Though this painting includes all the essential peril and excitement associated with spicy pulp cover art, it also plays with the genre of the Spicy Western by placing at its center a heroine who judging by her stylish modern dress seems more at home in the secretarial pool than on the range. Mixing a modern dressed every-woman into this Old West cowboy scene makes the menace of the image all the more unnerving. The Spicy Western was a short lived pop culture phenomenon that used the lawless setting of the Old West as a way to hide in plain sight the subversive and often hyper-sexual content and imagery of the Spicys. The lurid, terrifying and often times violent Western Americana imagery played upon the darker impulses of readers, often tapping into sexual fantasy and fetish. The focus and talent of Anderson can be seen readily in this canvas where he puts his effort in capturing detail within the dynamic elements at play. The villain, pin up, and even horse are all captured with tremendous depth, while the hero with lasso in the distance is purposefully captured with less detail to leave the outcome in suspense. This oil painting is in a very fine state of conservation and is one of the rare examples of the artist’s published pulp covers to emerge.

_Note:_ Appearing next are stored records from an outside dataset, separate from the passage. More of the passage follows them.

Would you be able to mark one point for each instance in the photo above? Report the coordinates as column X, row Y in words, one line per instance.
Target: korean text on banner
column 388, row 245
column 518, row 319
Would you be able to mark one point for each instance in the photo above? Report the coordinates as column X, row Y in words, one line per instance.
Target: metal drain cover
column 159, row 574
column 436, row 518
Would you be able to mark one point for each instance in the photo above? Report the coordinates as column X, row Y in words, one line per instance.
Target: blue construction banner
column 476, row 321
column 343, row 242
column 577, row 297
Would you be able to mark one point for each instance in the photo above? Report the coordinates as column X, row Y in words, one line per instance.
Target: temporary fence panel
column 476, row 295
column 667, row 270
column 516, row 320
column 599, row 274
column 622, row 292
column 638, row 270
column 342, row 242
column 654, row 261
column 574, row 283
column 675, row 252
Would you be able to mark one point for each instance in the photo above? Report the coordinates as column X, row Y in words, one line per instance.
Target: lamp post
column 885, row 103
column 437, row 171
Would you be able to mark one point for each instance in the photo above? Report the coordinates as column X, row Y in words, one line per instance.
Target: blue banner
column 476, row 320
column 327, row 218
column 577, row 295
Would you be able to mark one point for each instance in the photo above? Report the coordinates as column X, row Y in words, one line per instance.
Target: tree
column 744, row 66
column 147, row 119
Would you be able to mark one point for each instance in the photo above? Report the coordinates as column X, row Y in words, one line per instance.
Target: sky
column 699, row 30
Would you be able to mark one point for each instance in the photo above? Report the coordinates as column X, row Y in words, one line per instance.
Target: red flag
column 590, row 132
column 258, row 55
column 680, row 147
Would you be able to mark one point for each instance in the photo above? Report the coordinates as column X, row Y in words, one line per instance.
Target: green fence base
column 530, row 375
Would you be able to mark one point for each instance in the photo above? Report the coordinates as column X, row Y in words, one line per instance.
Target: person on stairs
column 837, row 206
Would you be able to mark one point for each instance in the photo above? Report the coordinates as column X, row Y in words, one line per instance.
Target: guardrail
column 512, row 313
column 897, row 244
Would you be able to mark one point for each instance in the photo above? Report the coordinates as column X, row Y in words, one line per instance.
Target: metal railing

Allen Anderson was born in Minneapolis, Minnesota in 1908. After taking two years of correspondence art courses, he took a job working for Fawcett Publications. In 1939, he moved to New York City to join his life-long friend and fellow illustrator Norman Saunders, working in a tight knit circle who called themselves the Bad Boys Group. Shortly after his move, however, it became clear that Anderson, along with many pulp illustrators, would be called up to service in World War II. Rather than lose the momentum he had begun building as an in-demand artist during the war, Anderson spent the next six months painting as many covers as he could, so that he could sell them throughout the war. This is one of the 57 pieces he created for titles such as Spicy Stories, Speed Western Stories, Spicy Western Stories, Spicy Mystery, Spicy Stories, Spicy Detective, and Super Detective during that period. A Navy man, Anderson spent the war teaching graphic design and lettering at a naval training camp in upstate New York–it is during this time he likely first visited the Cimarron Dude Ranch. After the war, he returned to work as a pulp artist for nearly a decade, retiring in 1954 when he left New York City permanently to return upstate with his new bride, Joan. Anderson died in 1995.